My alter ego spent last week roaming the Guardian political threads on the Eastleigh bye-election trying to discover the difference between the three 'main parties' and just how New Labour supporters saw themselves as 'different' to the other two right wing parties in the bun fight.
I suggested as a local newspaper poll already showed the NHS Alliance with an 18% poll share against New Labour's 10% - and this was before the NHS Allaince announced a well known local GP was their candidate - that New Labour should 'jack their hand in' and back the NHS Alliance candidate. The New Labourites response was there was no point in wasting their vote on a 'protest vote', a response I found rather strange as New Labour are polling alongside UKIP in Eastleigh and are, according to local election wonks, likely to lose their deposit this time round.

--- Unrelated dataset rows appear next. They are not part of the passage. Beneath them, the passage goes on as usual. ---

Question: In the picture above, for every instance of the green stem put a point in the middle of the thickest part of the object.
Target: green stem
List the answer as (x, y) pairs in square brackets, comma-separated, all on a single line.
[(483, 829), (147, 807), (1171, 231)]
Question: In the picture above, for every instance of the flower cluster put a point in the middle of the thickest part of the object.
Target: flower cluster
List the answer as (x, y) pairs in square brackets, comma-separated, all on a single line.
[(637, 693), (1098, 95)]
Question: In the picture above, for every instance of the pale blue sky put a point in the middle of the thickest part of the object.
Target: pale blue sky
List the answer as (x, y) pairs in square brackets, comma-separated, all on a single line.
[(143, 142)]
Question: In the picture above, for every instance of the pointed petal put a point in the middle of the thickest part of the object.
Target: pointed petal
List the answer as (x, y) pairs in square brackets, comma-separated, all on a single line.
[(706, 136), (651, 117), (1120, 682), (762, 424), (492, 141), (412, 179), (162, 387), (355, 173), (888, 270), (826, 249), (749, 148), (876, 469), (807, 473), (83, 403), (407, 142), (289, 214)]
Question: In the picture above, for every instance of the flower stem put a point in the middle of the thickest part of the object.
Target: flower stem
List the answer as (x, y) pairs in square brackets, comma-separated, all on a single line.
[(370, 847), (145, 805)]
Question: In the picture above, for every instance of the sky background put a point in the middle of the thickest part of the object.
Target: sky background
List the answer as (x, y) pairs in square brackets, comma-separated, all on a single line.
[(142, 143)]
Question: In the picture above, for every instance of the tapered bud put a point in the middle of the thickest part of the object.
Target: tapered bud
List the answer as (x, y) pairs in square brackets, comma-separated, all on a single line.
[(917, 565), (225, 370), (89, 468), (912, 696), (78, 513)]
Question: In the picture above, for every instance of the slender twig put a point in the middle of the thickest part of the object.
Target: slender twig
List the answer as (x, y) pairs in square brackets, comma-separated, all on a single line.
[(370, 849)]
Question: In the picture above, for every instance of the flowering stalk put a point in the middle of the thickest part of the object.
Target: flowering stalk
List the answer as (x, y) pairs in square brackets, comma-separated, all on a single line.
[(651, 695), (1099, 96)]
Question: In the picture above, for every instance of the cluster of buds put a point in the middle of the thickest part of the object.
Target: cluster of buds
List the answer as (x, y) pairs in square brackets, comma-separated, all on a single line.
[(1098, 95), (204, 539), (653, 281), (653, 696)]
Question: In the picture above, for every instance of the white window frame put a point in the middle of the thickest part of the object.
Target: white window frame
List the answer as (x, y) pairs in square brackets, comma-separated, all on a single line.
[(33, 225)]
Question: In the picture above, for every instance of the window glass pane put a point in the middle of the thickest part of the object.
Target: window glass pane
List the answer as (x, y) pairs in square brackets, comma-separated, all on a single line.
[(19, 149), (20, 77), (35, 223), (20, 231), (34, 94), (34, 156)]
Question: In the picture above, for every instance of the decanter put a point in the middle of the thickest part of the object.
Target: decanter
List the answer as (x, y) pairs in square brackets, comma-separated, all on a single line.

Next up I suggested Milliband was unlikely to notice a socialist policy even if it bit him on the backside. There were the usual straight forward bluster's of denial and little evidence forthcoming of Ed's socialist credentials. The next track was to suggest that when New Labour returned to power at Westminster then we would see a move back to the left by New Labour and that Ed's playing to London and the south was just a political tactic. There were a number of responses on the 'we are going to change New Labour from the inside' line which failed to comprehend just what happened last time some one tried this track and brought about the rightward shift of New Labour firmly to right of centre, tight up against the Tory Party. The history of New Labour is clear, it is embedded deeply in the removal of 'Militant' from the Labour Party in the 1980's. The problem is New Labour went too far the other way into to authoritarian, regressive, right wing, conservative politics and never returned back to the centre left, leaving in England and Wales a political void that the Greens remain ill equipped to fill at present.

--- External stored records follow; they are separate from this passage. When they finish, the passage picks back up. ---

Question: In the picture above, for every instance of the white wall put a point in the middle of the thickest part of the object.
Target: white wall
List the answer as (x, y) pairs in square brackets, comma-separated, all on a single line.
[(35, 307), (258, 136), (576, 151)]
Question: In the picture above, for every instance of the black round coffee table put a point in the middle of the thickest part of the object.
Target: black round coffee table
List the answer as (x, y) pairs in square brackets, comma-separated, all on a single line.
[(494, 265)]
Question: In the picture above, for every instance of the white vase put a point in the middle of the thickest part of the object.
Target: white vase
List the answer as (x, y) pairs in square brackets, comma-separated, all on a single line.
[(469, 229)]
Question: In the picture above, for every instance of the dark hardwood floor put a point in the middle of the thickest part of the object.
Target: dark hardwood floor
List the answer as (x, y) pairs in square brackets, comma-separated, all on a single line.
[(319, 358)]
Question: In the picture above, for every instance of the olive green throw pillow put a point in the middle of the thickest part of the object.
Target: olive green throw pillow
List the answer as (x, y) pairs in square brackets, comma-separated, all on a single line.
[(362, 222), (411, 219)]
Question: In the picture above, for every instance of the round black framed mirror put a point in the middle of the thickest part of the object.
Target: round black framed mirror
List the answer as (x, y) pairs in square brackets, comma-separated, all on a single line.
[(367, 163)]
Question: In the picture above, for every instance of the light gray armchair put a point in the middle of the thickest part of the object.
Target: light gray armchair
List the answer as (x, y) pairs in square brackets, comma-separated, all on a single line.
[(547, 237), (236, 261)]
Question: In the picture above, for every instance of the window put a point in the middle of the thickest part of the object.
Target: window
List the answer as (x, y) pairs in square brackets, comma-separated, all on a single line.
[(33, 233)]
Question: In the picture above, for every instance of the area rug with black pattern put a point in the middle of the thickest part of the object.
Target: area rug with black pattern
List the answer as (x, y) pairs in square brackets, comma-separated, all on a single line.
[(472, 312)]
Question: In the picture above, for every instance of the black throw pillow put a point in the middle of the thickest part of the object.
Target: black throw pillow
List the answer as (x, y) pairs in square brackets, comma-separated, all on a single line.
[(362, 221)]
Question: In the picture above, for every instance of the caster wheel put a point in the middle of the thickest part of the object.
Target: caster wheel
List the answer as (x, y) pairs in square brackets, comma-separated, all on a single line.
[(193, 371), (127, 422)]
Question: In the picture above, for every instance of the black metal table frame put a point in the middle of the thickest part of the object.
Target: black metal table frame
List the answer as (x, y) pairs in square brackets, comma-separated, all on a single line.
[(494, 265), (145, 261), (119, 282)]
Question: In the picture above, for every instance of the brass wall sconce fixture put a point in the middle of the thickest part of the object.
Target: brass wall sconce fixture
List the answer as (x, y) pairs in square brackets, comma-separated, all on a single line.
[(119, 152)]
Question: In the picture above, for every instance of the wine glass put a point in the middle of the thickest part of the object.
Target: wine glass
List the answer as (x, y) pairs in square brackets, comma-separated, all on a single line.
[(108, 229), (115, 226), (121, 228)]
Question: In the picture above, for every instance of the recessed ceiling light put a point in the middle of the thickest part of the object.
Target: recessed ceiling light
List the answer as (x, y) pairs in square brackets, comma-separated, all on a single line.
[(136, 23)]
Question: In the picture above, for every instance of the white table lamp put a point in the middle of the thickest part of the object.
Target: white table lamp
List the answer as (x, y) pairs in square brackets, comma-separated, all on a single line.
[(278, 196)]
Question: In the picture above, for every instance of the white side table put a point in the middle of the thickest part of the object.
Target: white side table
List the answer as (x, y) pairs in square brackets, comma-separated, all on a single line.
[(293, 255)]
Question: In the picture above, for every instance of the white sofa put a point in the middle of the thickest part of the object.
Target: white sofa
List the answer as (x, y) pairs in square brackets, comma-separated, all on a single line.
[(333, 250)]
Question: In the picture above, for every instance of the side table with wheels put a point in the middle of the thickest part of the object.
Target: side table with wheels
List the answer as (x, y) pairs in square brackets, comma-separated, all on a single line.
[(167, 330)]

What did strike me as I roamed the Guardians comments sections was just how sick fed up a fair percentage of the posters were with Westminster in general. Many were suggesting the biggest 'vote share' in 2015 will probably go to folk who do not vote at all - none of the above seemed popular. there was also a distinct trend amongst posters that the Scots were smart in seeking to get out from under a failed Westminster and a clear wish for a centre left party like the 'SNP' to be available for their vote - if nothing else simply to send a message to the 'main parties'. Very few on the comments threads had a pop at me about being a Scot. In fact one of my posts questioning New Labour and Ed's socialist credentials picked a 50+ recommend. The two poster that did have long been pinged as being New Labour HQ bloggers who tend to 'troll'.
We talk about a democratic deficit in Scotland with regards to being governed by parties at Westminster we did not elect but it appears a democratic deficit exists equally in England as there is no voice for the centre left - except to disenfranchise themselves.
It is clear that New Labour and Westminster as a whole is failing to meet the democratic ambitons of the UK. The failure is writ large in such regressive systems as the 'bedroom tax' and the ATOS Incapacity Benefits scam . Government is about balancing the needs of the economy and the people. Westminster is not interested in the people anymore as it is far too interested in itself, its status and its wealth.